The divergence of the light 114 reflected by the curved reflecting surface 110 is different from the divergence of the incident light 106 and light 114 may be at least partially collimated. In one exemplary embodiment, in which the LED 102 is placed close to the focus of a paraboloidal reflecting surface 110, the light 114 may be substantially collimated.
The LED axis 108 is typically not parallel to the reflector axis 112, and may be perpendicular to the reflector axis 112. In this configuration, where the LED axis 108 is not parallel to the reflector axis 112, the LED 102 may be said to side-illuminate the reflector 104. The reflecting surface 110 may be formed of any suitable reflective material for reflecting light at the wavelength of light emitted by the LED 102. The reflecting surface 110 may be, for example, formed by multiple polymer layers whose thicknesses are selected to provide a desired degree of reflectivity. In other examples, the reflecting surface 110 may be metalized, or may be coated with a stack of inorganic dielectric coatings.
In some exemplary embodiments, the reflector 104 may include a transparent body 116 disposed between the LED 102 and the reflecting surface 110. The transparent body 116 may be formed from any suitable transparent material, for example, from a polymer such as polycarbonate, cyclic olefin copolymers (COC), such as copolymers of ethylene and norbornene, polymethyl methacrylate (PMMA), or the like. The transparent body 116 may be molded into shape or formed using some other method. The reflecting surface 110 may be formed over an outside surface of the transparent body 116. Light 106 from the LED 102 is reflected at the reflecting surface 110 and the reflected light 114 passes through an output surface 122 of the illumination module 100.
In other exemplary embodiments, the reflector 104 may be formed with the reflecting surface 110 disposed on the inner surface of a curved substrate so that the reflecting surface 110 lies between the substrate and the LED 102. Such a reflector may be referred to as a hollow reflector.

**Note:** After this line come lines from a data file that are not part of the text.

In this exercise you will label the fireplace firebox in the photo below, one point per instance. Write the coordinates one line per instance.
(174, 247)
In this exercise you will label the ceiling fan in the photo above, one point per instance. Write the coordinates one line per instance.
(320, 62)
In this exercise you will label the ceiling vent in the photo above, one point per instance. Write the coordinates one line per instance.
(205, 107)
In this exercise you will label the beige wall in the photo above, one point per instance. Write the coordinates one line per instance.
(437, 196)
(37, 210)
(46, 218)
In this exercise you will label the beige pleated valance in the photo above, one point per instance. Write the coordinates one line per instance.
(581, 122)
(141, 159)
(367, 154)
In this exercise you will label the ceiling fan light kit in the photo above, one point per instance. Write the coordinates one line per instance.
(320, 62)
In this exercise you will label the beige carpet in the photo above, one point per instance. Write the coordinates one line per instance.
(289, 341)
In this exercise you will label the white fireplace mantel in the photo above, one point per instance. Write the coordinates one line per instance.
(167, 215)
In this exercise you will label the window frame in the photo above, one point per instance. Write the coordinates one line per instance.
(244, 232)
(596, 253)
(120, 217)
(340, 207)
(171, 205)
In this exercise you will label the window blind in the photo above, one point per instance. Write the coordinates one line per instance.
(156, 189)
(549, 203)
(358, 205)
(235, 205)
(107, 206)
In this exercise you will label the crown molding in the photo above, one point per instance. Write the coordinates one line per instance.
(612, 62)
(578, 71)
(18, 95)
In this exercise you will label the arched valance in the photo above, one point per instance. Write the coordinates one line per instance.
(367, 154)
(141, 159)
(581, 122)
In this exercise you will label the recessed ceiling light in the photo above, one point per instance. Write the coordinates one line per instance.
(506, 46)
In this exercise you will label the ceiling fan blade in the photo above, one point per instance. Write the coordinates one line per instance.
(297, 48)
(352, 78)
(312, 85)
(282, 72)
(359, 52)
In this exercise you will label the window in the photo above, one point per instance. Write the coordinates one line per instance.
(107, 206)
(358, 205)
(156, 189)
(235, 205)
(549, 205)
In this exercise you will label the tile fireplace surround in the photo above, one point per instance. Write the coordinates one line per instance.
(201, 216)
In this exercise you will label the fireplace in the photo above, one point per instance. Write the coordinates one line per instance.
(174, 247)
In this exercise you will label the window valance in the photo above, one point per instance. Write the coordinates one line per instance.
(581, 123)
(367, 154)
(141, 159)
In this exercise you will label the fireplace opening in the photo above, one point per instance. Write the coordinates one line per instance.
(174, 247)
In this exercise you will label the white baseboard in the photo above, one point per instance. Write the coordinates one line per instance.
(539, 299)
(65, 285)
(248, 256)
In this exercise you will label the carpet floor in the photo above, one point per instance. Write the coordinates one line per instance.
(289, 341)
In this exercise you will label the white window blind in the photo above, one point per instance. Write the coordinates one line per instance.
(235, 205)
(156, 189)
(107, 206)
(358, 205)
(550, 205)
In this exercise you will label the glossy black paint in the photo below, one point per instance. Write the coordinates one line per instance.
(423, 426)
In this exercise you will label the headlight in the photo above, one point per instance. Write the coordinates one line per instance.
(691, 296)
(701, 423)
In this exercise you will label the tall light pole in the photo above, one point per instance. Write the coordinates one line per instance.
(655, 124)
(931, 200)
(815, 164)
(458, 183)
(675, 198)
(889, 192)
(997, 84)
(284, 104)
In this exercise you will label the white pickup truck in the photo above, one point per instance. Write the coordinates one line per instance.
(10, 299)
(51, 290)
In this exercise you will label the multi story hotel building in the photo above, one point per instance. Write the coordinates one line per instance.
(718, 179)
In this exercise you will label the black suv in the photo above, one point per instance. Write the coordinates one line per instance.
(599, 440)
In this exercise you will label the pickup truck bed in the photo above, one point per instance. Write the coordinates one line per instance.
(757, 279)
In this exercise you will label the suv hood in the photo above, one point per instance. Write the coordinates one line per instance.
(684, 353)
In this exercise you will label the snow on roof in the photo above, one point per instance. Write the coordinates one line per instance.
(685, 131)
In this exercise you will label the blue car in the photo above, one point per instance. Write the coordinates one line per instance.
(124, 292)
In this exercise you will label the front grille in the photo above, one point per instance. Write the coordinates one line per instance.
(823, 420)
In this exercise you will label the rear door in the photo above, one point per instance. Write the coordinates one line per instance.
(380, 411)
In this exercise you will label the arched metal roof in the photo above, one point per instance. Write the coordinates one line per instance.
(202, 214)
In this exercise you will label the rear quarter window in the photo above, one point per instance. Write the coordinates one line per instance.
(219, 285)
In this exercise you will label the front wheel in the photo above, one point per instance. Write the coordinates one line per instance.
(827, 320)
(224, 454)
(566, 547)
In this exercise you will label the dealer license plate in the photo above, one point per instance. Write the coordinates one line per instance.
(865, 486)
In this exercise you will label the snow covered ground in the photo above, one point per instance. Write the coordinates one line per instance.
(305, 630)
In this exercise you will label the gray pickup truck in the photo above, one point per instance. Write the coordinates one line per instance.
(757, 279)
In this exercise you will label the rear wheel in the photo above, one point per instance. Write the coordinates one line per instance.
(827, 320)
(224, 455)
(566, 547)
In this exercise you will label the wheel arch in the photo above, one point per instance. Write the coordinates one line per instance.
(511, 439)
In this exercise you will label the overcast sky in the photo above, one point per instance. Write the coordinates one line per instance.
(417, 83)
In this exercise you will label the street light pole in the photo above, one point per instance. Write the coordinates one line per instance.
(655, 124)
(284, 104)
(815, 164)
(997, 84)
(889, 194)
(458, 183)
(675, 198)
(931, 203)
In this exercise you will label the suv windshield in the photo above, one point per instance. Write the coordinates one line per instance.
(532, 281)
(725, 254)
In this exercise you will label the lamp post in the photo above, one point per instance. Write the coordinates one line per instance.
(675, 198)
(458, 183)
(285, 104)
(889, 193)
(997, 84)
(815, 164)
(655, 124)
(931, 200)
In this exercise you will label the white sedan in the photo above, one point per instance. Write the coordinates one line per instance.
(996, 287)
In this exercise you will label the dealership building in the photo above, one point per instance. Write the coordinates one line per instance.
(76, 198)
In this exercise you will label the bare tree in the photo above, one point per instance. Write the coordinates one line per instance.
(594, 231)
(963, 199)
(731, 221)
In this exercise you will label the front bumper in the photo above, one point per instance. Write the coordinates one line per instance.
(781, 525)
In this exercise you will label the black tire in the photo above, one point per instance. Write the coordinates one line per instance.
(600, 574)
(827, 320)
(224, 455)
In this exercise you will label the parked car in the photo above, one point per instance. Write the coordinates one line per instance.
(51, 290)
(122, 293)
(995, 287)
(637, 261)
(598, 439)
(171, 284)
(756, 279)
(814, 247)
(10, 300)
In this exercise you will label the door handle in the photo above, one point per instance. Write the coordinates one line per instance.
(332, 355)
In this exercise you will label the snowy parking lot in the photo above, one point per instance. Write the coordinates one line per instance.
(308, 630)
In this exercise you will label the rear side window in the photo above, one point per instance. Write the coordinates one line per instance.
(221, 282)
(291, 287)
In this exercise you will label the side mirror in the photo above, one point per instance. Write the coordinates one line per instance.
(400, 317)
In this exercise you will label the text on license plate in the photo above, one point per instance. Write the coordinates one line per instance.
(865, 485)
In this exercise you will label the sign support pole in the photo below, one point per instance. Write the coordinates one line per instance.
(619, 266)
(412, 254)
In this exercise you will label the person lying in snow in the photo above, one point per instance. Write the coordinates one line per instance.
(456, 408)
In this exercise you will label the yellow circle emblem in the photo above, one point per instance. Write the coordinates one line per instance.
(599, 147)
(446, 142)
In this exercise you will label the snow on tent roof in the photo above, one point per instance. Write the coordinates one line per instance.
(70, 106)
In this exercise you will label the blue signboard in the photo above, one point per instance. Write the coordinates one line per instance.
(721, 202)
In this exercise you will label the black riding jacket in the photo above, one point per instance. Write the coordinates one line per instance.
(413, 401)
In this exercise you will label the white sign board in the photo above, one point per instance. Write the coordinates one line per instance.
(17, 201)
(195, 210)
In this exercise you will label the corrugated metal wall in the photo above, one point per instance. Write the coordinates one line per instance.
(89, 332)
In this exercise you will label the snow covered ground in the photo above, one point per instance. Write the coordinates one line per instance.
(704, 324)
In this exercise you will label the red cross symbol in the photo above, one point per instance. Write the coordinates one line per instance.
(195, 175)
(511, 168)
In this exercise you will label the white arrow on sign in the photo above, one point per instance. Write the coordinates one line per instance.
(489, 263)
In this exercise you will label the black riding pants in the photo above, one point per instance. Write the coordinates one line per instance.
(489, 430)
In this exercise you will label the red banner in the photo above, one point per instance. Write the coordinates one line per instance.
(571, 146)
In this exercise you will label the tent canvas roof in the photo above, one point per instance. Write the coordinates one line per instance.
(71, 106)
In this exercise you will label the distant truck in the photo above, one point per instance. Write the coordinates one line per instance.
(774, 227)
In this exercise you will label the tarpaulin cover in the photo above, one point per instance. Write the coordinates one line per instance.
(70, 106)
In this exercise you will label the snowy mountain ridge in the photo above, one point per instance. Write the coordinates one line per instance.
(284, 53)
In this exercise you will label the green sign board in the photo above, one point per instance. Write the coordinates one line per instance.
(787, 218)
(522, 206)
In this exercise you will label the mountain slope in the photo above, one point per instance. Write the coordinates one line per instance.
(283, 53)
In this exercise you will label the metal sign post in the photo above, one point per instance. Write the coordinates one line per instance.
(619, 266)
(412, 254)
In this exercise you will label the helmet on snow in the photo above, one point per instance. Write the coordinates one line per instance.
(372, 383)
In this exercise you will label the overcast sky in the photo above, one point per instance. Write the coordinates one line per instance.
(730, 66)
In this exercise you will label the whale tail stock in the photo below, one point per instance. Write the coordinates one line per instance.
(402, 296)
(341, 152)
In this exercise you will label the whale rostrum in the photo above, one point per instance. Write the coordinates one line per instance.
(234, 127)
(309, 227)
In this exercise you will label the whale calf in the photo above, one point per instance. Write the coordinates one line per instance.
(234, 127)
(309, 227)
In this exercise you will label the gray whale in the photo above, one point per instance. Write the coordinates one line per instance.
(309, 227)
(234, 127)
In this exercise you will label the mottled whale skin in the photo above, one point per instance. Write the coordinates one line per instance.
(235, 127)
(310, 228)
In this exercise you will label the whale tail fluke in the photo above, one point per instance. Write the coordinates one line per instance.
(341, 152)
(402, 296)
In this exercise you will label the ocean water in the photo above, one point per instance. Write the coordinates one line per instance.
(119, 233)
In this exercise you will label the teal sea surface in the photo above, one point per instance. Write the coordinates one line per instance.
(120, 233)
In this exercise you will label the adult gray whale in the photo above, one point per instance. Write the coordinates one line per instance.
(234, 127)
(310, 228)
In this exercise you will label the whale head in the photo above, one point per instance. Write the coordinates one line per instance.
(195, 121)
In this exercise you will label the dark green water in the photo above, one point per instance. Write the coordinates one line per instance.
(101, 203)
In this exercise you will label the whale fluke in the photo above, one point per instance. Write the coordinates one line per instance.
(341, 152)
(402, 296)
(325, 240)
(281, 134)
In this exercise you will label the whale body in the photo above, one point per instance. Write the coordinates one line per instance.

Where the reflector 104 includes a transparent body 116, the transparent body 116 may be provided with a concave surface 120 concentric to the location of the LED emitting area 102 a and the LED lens 102 b may be secured in this concave surface, for example using optical cement. This arrangement is convenient because the interface between the lens 102 b and the transparent body 116 may then be at least partially index matched, thus reducing refractive effects and reducing reflective losses.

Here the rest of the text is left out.